Protecting the heart from progression to fatal heart failure continues to be focus of treating ischemic heart diseases [7, 8]. Cardiac intervention via revascularization by thrombolysis, and bypass surgeries to improve blood supply can salvage the injured ischemic myocardium. Medications such as angiotensin-converting enzyme inhibitors, angiotensin receptor-neprilysin inhibitors, mineralocorticoid-receptor antagonists, and β-blockers were proven to be effective on decreasing heart failure mortality [6, 9, 10]. Patients could benefit from these cardioprotective therapies targeting the remodeling process in the failing hearts. However, efficacious therapies for advanced cardiac remodeling in the later stages of heart failure are limited [11]. Mechanical support therapies such as cardiac resynchronization therapy and the application of left ventricular assist devices show beneficial contributions to end-stage heart failure patients [12], but the only treatment to end-stage heart failure with definitive effects is heart transplantation, which is limited by the lack of donor hearts [13].
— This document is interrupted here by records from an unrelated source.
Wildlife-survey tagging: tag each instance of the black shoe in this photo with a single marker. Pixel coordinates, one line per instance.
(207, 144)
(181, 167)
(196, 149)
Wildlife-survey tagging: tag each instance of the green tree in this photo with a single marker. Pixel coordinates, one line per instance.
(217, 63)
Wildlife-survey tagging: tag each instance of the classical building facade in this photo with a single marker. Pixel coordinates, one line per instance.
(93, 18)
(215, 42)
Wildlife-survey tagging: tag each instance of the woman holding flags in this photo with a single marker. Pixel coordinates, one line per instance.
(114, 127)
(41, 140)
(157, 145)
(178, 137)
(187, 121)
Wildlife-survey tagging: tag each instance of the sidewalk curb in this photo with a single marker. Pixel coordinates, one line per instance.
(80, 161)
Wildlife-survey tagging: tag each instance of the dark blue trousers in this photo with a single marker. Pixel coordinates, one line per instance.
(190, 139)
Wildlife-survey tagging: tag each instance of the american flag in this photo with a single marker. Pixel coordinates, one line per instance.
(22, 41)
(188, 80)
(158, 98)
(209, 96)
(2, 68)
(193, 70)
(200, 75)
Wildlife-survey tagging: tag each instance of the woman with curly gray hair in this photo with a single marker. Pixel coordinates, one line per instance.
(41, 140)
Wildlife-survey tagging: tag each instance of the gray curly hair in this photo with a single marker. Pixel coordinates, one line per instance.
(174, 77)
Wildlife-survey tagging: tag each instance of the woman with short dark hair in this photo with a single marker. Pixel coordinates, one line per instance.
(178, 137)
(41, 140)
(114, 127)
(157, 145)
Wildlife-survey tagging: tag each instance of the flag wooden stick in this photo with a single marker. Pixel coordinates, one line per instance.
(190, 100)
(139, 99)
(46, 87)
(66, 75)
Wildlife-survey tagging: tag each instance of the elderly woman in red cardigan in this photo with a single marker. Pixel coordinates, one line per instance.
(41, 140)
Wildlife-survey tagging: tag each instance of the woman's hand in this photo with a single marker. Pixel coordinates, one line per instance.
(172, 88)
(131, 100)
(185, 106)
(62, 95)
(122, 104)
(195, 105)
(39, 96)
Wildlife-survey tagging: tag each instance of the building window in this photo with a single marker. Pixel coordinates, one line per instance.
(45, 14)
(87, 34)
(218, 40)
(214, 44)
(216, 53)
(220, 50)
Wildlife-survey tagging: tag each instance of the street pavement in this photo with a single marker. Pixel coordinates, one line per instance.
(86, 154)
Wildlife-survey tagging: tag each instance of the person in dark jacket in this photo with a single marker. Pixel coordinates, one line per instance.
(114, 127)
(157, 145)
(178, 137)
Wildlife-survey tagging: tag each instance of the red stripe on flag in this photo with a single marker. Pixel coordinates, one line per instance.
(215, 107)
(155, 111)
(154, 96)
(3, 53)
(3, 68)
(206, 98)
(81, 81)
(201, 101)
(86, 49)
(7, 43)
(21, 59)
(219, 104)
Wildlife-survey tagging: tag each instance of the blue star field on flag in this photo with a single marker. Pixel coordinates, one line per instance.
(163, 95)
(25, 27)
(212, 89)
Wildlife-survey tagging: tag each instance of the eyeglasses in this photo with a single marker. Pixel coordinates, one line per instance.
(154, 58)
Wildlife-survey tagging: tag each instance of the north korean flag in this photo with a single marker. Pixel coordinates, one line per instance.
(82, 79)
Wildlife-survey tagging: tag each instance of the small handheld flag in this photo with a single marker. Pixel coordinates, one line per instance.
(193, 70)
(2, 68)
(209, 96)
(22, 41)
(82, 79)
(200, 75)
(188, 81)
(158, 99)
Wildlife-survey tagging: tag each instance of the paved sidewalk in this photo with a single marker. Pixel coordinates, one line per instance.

Virtually the complete supply of human cardiomyocytes is established within the first month of life, and there is a dramatic drop in regenerative capacity within the first few days after birth [14]. Naqvi et al. [15] showed that the IGF-1/IGF-1-R/Akt pathway can be activated by a thyroid hormone surge in juvenile mice and initiated a brief but intense cardiomyocyte proliferative burst. Cardiomyocyte proliferation contributes to developmental heart growth in children. The number of cardiomyocytes in the left ventricle increased 3.4-fold between the first year and 20 years of age [16]. Adult human myocytes still maintain the ability to renew at approximately 1% per year, which was revealed by carbon-14 dating experiments [17]. Therefore, the poor regenerative capacity of adult human cardiomyocytes severely limits myocardial repair after a cardiac scenario. This review will survey potential therapies for the promotion of cardiomyocyte endogenous regenerative capacity towards cell replacement and cardiac repair.
Cell cycle regulation
Cell cycle regulators were among the first factors reported to be sufficient for driving adult cardiomyocyte through cell cycle, long before the trans-differentiation methods were published. In 2004, CNNA2 was reported to induce cardiac enlargement by cardiomyocyte hyperplasia, when expressed from embryonic day 8 into adulthood [18]. Intramyocardial delivery of adenoviral vector expressing CNNA2 could induce myocardial regeneration and enhance cardiac function in injured heart [19] and constitutive expression of CNNA2 could limit ventricular dilation while enhancing cardiac function [20]. Besides CNNA2, other cyclins such as CNND1, CNND2, and CNND3 were also proved to promote cardiomyocyte cell cycle activity [21, 22]. A discrete combination of cell cycle regulators besides cyclins were reported to efficiently unlock the proliferative capacity in cardiomyocytes that have terminally exited the cell cycle. Overexpression of four factors cyclin-dependent kinase 1 (CDK1), CDK4, CNNB1, and CNND1 indicated as 4F could drive robust cell proliferation in post-mitotic mouse, rat, and human cardiomyocytes, whereas CDK1 and CNNB can be substituted by small molecules SB431542 and MK1775 [23].
Growth factor stimulants
Growth factors were also described to have the ability to stimulate mature cardiomyocytes entry into cell cycle. FGF1/p38 MAP kinase inhibitor treatment after acute myocardial infarction in 8 to 10-week-old adult rat could increase cardiomyocyte mitosis. FGF1/p38 MAP kinase inhibitor treatment of 4 weeks resulted in reduced scar tissue and improved heart function [24]. However, a randomized clinic trial did not support the strategy of p38 MAPK inhibition in patients hospitalized with myocardial infarction. Losmapimod, a selective, reversible, competitive inhibitor of p38 MAPK, did not reduce the incidence of recurrent major adverse cardiovascular events in patients hospitalized with acute myocardial infarction [25]. In a swine model, IGF-1/HGF therapy was able to improve cardiac function in chronic myocardial infarction heart, and further increases can be observed by using an improved new delivery method, UPy hydrogel [26]. Nevertheless, treatments of growth factors not only stimulate the capacity of cardiomyocytes to re-enter cell cycle, but also fibroblasts to enter the cell cycle [26].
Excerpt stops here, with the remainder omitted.